I have become involved in a small nonprofit that existed for many years. While the previous board members were familiar with the mission, they were unfamiliar with operating a nonprofit. They assumed that being small meant they were okay with not following all the nonprofit rules.

If the IRS approves a letter of determination and the nonprofit receives money, they must follow basic nonprofit rules. Size matters only in what rules to follow.

For example, this nonprofit had not filed an income tax form for several years. Previous members decided that the nonprofit’s small income exempted them from filing. This caused the nonprofit status to be revoked and it was reinstated at a cost.

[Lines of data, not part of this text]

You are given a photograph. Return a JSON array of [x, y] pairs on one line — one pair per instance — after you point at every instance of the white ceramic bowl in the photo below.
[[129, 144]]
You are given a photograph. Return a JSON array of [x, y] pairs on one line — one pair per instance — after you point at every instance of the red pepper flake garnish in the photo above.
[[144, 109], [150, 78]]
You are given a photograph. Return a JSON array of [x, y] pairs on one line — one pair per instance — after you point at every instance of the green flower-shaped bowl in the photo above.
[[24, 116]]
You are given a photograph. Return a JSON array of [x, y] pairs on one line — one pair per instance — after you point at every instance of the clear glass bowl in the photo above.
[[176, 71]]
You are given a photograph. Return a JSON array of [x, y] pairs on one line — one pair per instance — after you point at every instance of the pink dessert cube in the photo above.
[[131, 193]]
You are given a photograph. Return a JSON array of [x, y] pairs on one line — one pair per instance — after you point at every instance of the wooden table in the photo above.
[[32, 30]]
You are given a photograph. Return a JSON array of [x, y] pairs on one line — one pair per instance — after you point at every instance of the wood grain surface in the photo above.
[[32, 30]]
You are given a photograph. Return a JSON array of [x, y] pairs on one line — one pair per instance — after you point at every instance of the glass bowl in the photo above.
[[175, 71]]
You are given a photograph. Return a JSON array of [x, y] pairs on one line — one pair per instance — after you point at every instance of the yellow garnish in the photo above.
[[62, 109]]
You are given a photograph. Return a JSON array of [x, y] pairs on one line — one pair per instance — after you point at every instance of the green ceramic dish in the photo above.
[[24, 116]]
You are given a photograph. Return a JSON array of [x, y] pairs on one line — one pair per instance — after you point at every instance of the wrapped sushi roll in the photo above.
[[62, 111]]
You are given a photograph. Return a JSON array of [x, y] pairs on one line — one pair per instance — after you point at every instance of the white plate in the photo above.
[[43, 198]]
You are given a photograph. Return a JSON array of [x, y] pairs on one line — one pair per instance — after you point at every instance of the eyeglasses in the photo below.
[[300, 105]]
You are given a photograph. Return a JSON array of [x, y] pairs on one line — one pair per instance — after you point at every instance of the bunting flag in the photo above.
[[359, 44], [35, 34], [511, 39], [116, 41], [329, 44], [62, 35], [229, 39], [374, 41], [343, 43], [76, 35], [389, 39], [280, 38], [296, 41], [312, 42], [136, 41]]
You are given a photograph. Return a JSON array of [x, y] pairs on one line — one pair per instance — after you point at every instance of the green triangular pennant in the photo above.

Every board member should learn how to run a nonprofit. Of all the things to learn, the two most important ones are:

  • Protect the money by creating financial guidelines. Include at least two unrelated people on the bank account and require dual signatures on all expenses. Also, establish a process to balance the bank account and report to the members.
  • Keep the bylaws updated. These are the operating rules of the nonprofit and should be reviewed at least every two years. The most important part of the bylaws is what makes a quorum. Too low a number and changes could be made without members having a say. Too high a number and nothing can get change, even when needed.

Other matters to pay attention to are having a budget, maintaining archives, and keeping a set of operating procedures updated.

Everyone in a nonprofit has responsibility to make sure that, not only is the mission met, but that the nonprofit operates according to the rules. No matter the size of the nonprofit.